DERVİŞOĞLU: UTANILACAK BİR ŞEY

Bu açıklamalar iktidar kanadında olumlu yorumlarla karşılandı. Ancak Bahçeli'nin eski yol arkadaşları, kesinlikle onunla aynı fikirde değildi.

Milliyetçi cenahtan ilk açıklama, İYİ Parti Genel Başkanı Müsavat Dervişoğlu'ndan geldi.

Eski 'yol arkadaşları' Bahçeli'yle aynı fikirde değil: 'Haydi oradan' - Resim : 1

İlk olarak DEM Parti heyetinin bahse konu açıklamayı görüşmeden bir gün sonra yapmasını eleştiren Dervişoğlu, "Demek ki devletin bazı yetkilileriyle o ziyareti yapanlar bir görüşme yaptılar" dedikten sonra sözlerini şöyle sürdürdü:

"Şimdi paradigmanın ne olduğunu bilmiyoruz. Herkes sır katipliğinde konuşuyor. Abdullah Öcalan'dan ne istendiğini bilmiyoruz.

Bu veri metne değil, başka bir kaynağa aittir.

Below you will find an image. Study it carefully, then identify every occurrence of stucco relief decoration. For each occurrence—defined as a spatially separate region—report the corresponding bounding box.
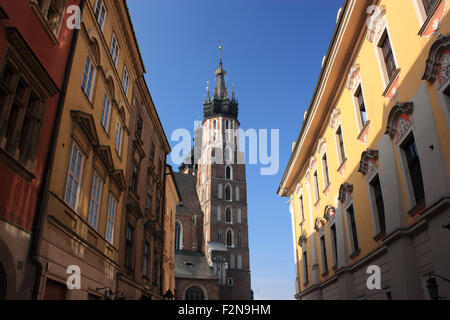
[339,183,353,208]
[345,64,361,92]
[422,35,450,84]
[358,149,378,179]
[438,50,450,85]
[316,138,327,156]
[366,5,386,43]
[386,102,414,141]
[323,206,336,222]
[314,218,325,232]
[329,109,341,130]
[421,0,447,38]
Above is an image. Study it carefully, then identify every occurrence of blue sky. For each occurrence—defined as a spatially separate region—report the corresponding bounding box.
[128,0,343,299]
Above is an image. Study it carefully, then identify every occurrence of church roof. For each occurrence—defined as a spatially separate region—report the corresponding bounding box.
[173,172,202,214]
[175,251,218,279]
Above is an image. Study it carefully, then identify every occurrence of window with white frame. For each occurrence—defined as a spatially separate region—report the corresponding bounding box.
[81,55,95,100]
[114,120,123,156]
[330,223,338,267]
[354,84,368,130]
[298,194,305,223]
[302,249,309,284]
[336,125,347,165]
[109,33,120,68]
[400,132,425,204]
[369,174,386,234]
[320,234,329,274]
[378,29,397,82]
[122,66,130,96]
[238,231,242,248]
[322,153,330,188]
[94,0,107,31]
[89,171,103,230]
[106,193,118,244]
[65,143,84,211]
[313,169,320,202]
[100,94,111,131]
[346,203,359,254]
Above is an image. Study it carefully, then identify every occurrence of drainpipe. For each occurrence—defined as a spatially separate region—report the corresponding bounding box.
[159,154,167,296]
[30,0,85,300]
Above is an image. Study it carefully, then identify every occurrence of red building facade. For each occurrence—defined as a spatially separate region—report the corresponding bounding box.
[0,0,82,299]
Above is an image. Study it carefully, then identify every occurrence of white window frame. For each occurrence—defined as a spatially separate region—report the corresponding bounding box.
[109,32,120,68]
[100,93,111,132]
[334,123,347,168]
[81,54,97,101]
[94,0,108,31]
[105,192,119,244]
[114,119,123,156]
[64,142,86,212]
[88,170,104,230]
[352,81,369,134]
[122,65,130,97]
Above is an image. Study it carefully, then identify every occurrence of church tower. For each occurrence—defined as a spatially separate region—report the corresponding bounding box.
[196,47,252,300]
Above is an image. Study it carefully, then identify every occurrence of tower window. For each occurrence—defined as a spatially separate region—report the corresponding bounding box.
[225,207,233,223]
[225,185,231,201]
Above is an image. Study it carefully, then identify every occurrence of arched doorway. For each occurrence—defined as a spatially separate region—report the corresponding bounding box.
[184,286,206,300]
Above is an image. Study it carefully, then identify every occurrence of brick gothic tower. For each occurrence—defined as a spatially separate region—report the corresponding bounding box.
[196,47,252,300]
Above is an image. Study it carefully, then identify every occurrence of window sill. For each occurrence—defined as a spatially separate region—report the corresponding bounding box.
[417,0,443,37]
[373,231,386,242]
[356,120,370,140]
[350,248,361,260]
[408,199,425,217]
[337,158,347,172]
[383,68,401,97]
[30,1,59,46]
[0,149,36,182]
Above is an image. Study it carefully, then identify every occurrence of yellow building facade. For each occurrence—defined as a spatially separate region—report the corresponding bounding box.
[38,0,144,299]
[278,0,450,299]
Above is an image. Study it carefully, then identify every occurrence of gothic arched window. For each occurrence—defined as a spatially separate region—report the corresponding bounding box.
[184,286,206,300]
[225,185,231,201]
[227,229,234,247]
[225,207,233,223]
[225,166,233,180]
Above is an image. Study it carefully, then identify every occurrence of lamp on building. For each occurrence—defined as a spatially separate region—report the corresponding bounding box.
[95,287,113,299]
[427,274,450,300]
[163,289,175,300]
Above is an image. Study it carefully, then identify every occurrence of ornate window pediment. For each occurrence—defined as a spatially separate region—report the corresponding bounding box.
[339,183,353,208]
[345,64,361,92]
[328,108,341,130]
[386,102,414,141]
[358,149,378,177]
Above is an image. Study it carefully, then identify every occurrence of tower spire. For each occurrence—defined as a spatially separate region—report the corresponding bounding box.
[214,41,228,100]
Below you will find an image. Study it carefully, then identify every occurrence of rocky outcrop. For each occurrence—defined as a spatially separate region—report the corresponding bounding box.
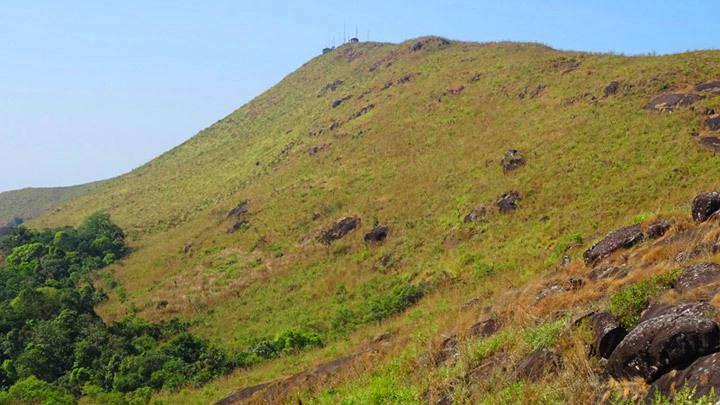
[318,217,360,245]
[673,263,720,293]
[607,314,720,382]
[589,312,627,359]
[583,224,644,264]
[497,191,522,214]
[645,353,720,403]
[692,191,720,222]
[363,225,389,243]
[500,149,527,173]
[515,349,562,381]
[645,93,704,112]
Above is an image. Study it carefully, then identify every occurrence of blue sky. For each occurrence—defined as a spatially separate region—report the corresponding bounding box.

Siz de soruyu yöneltirken diyorsunuz ki ‘terörist başı Öcalan’. Şimdi terörist başından Türkiye Cumhuriyeti Devleti ne bekler?

Doğrusunu isterseniz ben bunu anlayabilmiş değilim ama bu hükümetin dünden bugüne terör örgütlerini dost, dostlarını terör örgütü ilan etme alışkanlıkları var.

Ben bu görüşmelerin tutanaklarına da mümkün olursa bakacağım ve gerekli değerlendirmeyi yapacağım İmralı'daki cani başından Türkiye'nin geleceği için, Türkiye Cumhuriyeti Devleti'nin medet beklemesi benim açımdan utanılacak bir şeydir."

1989’da dönemin Milliyetçi Çalışma Partisi (MÇP) Genel Başkanı Alparslan Türkeş tarafından genel merkezde görevlendirilen Dervişoğlu, birçok kez Bahçeli'yle karşı karşıya gelseler de 2017'ye dek MHP'de birlikte siyaset yapmayı sürdürmüştü.

ÜMİT ÖZDAĞ: BARIŞ MESAJI YOLLUYORMUŞ, HAYDİ ORADAN

Zafer Partisi Genel Başkanı Ümit Özdağ da gelişmeleri eleştiren isimlerin başında geliyor.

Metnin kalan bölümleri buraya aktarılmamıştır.